Question

Differentiate
ln cosec(x- pi)

Answer 1

looks like 3 layers to undo

Answer 2

ln' cosec(x- pi) * cosec'(x- pi) * (x- pi)'

Answer 3

think of it as:

ln'a * csc' b * x'

Answer 4

So, how would you solve it?

Answer 5

dy/dx = [1/cosec(x-pi) ]* [ - cosec(x-pi)* cot (x-pi) ] as differentiation of cosecx is -cosecxcotx.

Answer 6

The answer = -cotx?

Answer 7

Yup.

Answer 8

that IS how you would solve it :)

Answer 9

How?

Answer 10

answer will be -cot(x-pi)

Answer 11

- think the -pi is spurious

Answer 12

The book just says -cotx. How do you get it?
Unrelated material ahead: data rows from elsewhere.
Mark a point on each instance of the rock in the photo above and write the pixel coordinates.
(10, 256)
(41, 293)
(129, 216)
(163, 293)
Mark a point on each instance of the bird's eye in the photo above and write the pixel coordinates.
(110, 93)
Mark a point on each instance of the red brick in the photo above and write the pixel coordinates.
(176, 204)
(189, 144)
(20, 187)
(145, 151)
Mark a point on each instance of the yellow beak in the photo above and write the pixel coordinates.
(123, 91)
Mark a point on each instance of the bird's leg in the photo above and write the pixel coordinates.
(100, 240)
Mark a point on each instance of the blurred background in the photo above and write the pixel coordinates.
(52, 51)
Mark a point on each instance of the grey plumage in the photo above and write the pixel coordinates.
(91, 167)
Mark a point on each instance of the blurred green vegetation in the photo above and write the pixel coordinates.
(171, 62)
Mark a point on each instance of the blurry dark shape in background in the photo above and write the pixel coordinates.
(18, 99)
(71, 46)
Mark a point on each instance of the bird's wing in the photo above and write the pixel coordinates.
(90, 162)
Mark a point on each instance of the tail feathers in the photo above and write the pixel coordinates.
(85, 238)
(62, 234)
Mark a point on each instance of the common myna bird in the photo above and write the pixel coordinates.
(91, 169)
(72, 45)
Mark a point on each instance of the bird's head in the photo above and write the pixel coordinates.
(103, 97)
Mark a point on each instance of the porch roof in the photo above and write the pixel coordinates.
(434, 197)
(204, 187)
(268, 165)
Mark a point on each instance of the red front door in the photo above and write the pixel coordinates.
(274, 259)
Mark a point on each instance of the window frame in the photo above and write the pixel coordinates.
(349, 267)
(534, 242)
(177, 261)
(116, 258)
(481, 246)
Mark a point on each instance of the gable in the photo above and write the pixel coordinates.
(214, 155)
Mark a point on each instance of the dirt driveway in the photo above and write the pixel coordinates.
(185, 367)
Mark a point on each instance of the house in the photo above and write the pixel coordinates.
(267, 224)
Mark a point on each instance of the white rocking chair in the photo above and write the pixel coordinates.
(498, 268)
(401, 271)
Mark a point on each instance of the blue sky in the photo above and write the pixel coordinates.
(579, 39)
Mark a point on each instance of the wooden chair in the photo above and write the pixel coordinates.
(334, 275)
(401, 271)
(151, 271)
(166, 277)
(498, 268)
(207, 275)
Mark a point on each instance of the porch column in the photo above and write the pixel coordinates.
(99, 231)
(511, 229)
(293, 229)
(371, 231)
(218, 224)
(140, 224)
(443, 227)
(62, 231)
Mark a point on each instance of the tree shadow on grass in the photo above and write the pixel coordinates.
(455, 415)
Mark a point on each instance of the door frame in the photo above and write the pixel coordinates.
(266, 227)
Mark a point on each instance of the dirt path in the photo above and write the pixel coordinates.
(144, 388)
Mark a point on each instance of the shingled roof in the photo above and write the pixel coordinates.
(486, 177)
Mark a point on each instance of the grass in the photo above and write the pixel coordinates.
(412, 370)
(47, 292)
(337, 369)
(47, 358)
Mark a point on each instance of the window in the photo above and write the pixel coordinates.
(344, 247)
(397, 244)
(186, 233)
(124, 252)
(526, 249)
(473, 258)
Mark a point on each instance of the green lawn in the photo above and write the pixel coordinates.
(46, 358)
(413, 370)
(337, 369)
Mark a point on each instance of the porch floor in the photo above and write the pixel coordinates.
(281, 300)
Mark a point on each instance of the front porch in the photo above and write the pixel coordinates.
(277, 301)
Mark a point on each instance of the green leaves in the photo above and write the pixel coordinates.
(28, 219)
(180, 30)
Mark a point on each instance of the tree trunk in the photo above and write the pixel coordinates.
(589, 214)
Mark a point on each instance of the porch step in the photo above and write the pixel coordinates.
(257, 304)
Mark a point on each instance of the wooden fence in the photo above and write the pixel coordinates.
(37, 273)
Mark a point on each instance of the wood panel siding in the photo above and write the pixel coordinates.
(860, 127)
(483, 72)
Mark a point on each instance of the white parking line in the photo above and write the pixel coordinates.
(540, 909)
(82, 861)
I still don't understand...?

Answer 13

ln csc(x- pi) = ln -csc(x)

Answer 14

yea because -cot( x- pi) can be written as cot(pi-x) which is equal to -cotx.

Answer 15

which just goes thru the loops

-csc(x)'
------ * -csc(x)'
-csc(x)

Answer 16

i might of an extra part in that :)

Answer 17

Thanks :) I understand now.

Answer 18

:) yw

Answer 19

>> http://www.wolframalpha.com/bing/?i=derivative+of+ln+csc(x-+pi)&expl=3

Answer 20

There's one other thing worth observing here.

As \[ \ln(1/x) = -\ln x, \] it follows that
\[ \ln \csc(x - \pi) = -\ln \sin(x-\pi) \]
This now makes the differentiation a little more straight-forward.